Anayasa’nın 7. maddesi uyarınca yasama yetkisinin Türkiye Büyük Millet Meclisine ait olması ve bu yetkinin devredilememesi kuvvetler ayrılığı ilkesinin bir gereğidir. Bu hükme yer veren Anayasa’nın 7. maddesinin gerekçesinde yasama yetkisinin parlamentoya ait olması hususu demokrasi rejimini benimseyen siyasi rejimlerde kaçınılmaz bir durum olarak nitelendirilmiştir.
Anılan madde gerekçesinden de anlaşılacağı üzere, yasama yetkisinin devredilmezliği esasen kanun koyma yetkisinin TBMM dışında başka bir organca kullanılamaması anlamına gelmektedir. Anayasa’nın 7. maddesi ile yasaklanan husus, kanun yapma yetkisinin devredilmesi olup bu madde, yürütme organına hiçbir şekilde düzenleme yapma yetkisi verilemeyeceği anlamına gelmemektedir. Kanun koyucu, yasama yetkisinin genelliği ilkesi uyarınca bir konuyu doğrudan kanunla düzenleyebileceği gibi bu hususta düzenleme yapma yetkisini yürütme organına da bırakabilir.
Yürütmenin türevselliği ilkesi gereğince yürütme organının bir konuda düzenleme yapabilmesi için yasama organınca yetkilendirilmesi gerekmektedir.
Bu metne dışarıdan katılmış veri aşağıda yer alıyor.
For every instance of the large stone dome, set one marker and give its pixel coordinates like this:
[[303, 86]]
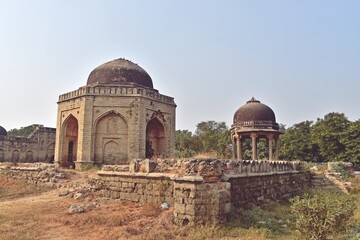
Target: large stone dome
[[3, 132], [254, 111], [120, 72]]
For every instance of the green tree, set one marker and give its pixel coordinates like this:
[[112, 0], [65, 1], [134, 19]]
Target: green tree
[[328, 134], [296, 143], [213, 136], [351, 140]]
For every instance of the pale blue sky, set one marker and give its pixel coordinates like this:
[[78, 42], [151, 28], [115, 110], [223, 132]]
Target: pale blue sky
[[301, 58]]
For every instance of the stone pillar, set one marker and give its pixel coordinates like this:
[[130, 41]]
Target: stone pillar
[[276, 148], [270, 138], [254, 146], [239, 147], [234, 148]]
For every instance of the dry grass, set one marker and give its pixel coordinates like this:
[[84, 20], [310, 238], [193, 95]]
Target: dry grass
[[206, 155], [29, 213]]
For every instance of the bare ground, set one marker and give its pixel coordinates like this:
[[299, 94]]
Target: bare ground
[[27, 212]]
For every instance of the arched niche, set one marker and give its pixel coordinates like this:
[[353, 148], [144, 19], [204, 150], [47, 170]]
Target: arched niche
[[155, 139], [50, 153], [29, 156], [111, 139], [69, 142], [2, 156]]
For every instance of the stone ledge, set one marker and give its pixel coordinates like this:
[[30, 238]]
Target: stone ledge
[[196, 179], [226, 177], [137, 174]]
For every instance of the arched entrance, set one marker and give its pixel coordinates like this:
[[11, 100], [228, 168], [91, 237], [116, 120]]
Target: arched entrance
[[155, 139], [69, 142], [111, 139], [50, 153], [29, 156], [2, 157]]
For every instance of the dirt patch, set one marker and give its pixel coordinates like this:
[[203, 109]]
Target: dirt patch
[[29, 212]]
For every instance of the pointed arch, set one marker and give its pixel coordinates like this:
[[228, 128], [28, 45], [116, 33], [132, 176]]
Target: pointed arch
[[2, 156], [70, 132], [29, 156], [111, 139], [50, 150], [155, 138]]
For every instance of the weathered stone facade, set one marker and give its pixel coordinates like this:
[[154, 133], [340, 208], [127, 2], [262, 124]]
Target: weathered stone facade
[[39, 146], [115, 118]]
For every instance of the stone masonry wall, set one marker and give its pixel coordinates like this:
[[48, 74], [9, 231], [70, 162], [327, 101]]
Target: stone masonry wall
[[137, 187], [41, 174], [200, 203], [260, 188]]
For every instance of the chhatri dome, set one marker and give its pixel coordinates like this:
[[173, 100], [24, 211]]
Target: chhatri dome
[[254, 113], [254, 120], [120, 72]]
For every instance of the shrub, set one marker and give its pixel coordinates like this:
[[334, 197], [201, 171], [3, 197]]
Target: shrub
[[321, 213], [343, 169]]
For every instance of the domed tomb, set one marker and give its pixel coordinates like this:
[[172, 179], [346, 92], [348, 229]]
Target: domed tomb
[[120, 72], [254, 120], [118, 116], [3, 131]]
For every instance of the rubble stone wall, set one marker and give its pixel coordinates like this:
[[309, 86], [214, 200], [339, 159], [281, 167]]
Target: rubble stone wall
[[140, 187], [41, 174], [260, 188], [201, 203]]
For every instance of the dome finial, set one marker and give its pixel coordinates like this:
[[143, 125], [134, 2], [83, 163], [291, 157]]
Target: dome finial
[[252, 100]]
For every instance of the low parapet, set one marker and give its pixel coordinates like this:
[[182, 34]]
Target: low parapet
[[115, 91]]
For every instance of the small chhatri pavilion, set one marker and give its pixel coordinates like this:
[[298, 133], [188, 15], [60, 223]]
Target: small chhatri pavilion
[[254, 120]]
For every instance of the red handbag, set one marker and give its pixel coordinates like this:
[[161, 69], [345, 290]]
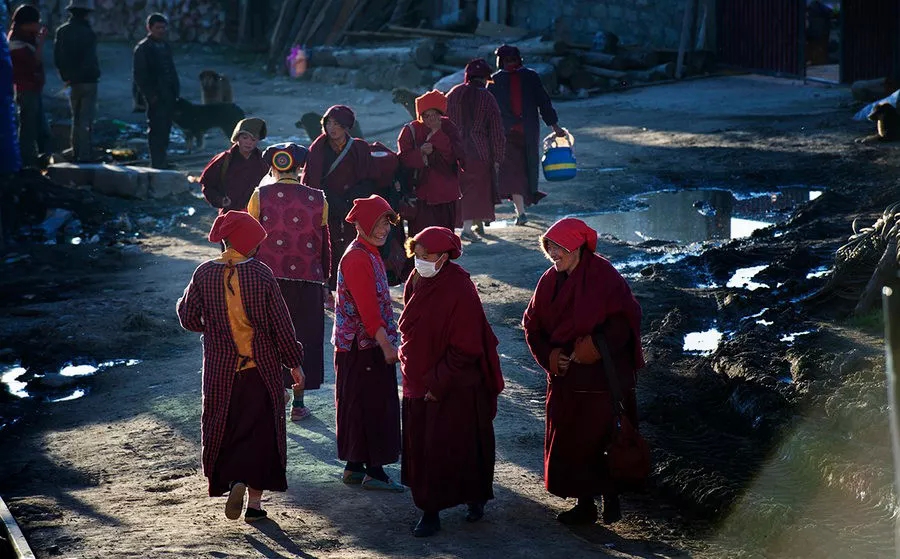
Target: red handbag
[[627, 456]]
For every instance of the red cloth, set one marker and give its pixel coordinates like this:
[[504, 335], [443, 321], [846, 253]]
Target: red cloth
[[477, 68], [438, 181], [516, 105], [342, 114], [28, 69], [447, 340], [359, 279], [367, 211], [436, 240], [367, 410], [434, 99], [203, 309], [238, 181], [240, 229], [475, 112], [595, 298], [571, 233]]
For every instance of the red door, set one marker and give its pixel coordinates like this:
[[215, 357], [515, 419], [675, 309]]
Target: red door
[[762, 35], [870, 39]]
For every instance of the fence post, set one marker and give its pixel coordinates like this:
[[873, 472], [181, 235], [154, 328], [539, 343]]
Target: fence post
[[891, 310]]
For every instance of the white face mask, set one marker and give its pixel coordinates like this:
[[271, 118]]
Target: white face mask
[[425, 268]]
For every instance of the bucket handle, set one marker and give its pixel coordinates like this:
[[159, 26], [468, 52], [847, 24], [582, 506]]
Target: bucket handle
[[551, 140]]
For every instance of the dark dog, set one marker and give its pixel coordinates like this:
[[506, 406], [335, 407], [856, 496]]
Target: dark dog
[[215, 88], [196, 120]]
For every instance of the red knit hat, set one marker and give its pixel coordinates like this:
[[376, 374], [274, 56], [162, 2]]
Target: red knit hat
[[434, 99], [571, 233], [366, 212], [342, 114], [240, 229], [437, 240], [477, 68]]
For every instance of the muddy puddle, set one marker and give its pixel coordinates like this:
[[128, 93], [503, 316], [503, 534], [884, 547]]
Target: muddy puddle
[[22, 387], [694, 216]]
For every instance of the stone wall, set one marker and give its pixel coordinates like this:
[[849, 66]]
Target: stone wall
[[646, 23]]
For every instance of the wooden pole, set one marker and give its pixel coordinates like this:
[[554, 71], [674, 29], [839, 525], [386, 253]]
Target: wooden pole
[[685, 36]]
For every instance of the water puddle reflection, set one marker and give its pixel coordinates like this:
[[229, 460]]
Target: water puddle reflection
[[690, 216], [743, 278], [703, 343]]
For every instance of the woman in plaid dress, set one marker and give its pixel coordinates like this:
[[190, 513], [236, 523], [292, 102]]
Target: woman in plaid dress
[[235, 302]]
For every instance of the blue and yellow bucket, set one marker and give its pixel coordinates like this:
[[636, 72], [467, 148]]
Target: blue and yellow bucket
[[558, 161]]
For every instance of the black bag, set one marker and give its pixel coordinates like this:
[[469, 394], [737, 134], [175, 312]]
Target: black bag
[[627, 456]]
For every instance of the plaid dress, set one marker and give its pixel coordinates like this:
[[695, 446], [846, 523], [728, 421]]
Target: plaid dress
[[203, 309]]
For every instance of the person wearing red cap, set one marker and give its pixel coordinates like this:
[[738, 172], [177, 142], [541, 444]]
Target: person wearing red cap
[[580, 304], [521, 95], [431, 152], [297, 250], [365, 352], [475, 112], [340, 166], [451, 381], [231, 176], [234, 301]]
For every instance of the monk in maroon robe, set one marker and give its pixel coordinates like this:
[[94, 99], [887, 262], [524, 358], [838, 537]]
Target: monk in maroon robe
[[451, 381], [229, 179], [235, 303], [365, 352], [340, 166], [432, 152], [579, 303], [474, 110]]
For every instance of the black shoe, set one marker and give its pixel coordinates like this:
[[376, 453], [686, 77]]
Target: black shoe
[[612, 510], [428, 526], [476, 512], [579, 514], [252, 515]]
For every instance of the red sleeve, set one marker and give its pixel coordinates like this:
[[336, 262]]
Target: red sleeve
[[410, 155], [359, 279], [538, 341], [211, 181]]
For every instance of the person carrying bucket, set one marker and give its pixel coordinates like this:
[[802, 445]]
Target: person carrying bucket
[[521, 96]]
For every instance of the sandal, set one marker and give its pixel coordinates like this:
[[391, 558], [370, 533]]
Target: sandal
[[353, 478], [374, 484], [235, 503], [299, 414]]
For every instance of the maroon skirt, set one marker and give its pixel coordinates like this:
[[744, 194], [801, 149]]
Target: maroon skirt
[[367, 407], [432, 215], [477, 202], [249, 450], [306, 305], [514, 169]]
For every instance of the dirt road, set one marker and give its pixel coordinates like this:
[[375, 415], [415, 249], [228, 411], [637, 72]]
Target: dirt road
[[115, 473]]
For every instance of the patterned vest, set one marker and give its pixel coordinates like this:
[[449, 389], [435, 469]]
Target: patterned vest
[[291, 213], [347, 322]]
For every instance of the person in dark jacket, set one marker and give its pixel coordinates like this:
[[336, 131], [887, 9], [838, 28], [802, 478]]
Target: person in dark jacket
[[157, 80], [520, 96], [26, 46], [75, 54]]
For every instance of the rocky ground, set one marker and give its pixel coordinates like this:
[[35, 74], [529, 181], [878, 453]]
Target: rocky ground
[[772, 442]]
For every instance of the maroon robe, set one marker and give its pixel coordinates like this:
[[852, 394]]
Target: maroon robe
[[594, 298], [352, 178], [475, 112], [237, 181], [450, 350], [203, 309], [437, 185]]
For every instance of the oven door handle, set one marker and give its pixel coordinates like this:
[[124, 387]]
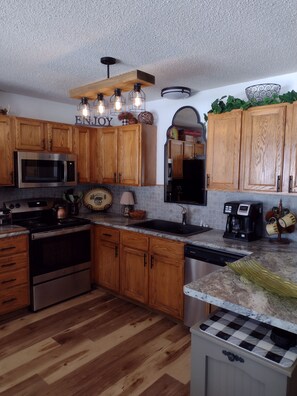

Kural olarak, kanun koyucunun genel ifadelerle yürütme organını yetkilendirmesi yeterli olmakla birlikte Anayasa’da kanunla düzenlenmesi öngörülen konularda genel ifadelerle yürütme organına düzenleme yapma yetkisi verilmesi, yasama yetkisinin devredilmezliği ilkesine aykırılık oluşturmaktadır. Bu nedenle Anayasa’da temel hak ve özgürlüklerin sınırlandırılması, vergi ve benzeri mali yükümlülüklerin konması ve memurların ve diğer kamu görevlilerinin atanmaları, özlük hakları gibi münhasıran kanunla düzenlenmesi öngörülen konularda, kanunun temel esasları, ilkeleri ve çerçeveyi belirlemiş olması gerekmektedir. Anayasa koyucunun açıkça kanunla düzenlenmesini öngördüğü konularda, yasama organının temel kuralları saptadıktan sonra, uzmanlık ve idare tekniğine ilişkin hususları yürütmeye bırakması, yasama yetkisinin devri olarak yorumlanamaz. (Anayasa Mahkemesinin 02/05/2018 tarihli ve E:2017/143, K:2018/40 sayılı kararı; 28/12/2017 tarihli ve E:2016/150, K:2017/179 sayılı kararı; 29/11/2017 tarihli ve E:2017/51, K:163 sayılı kararı)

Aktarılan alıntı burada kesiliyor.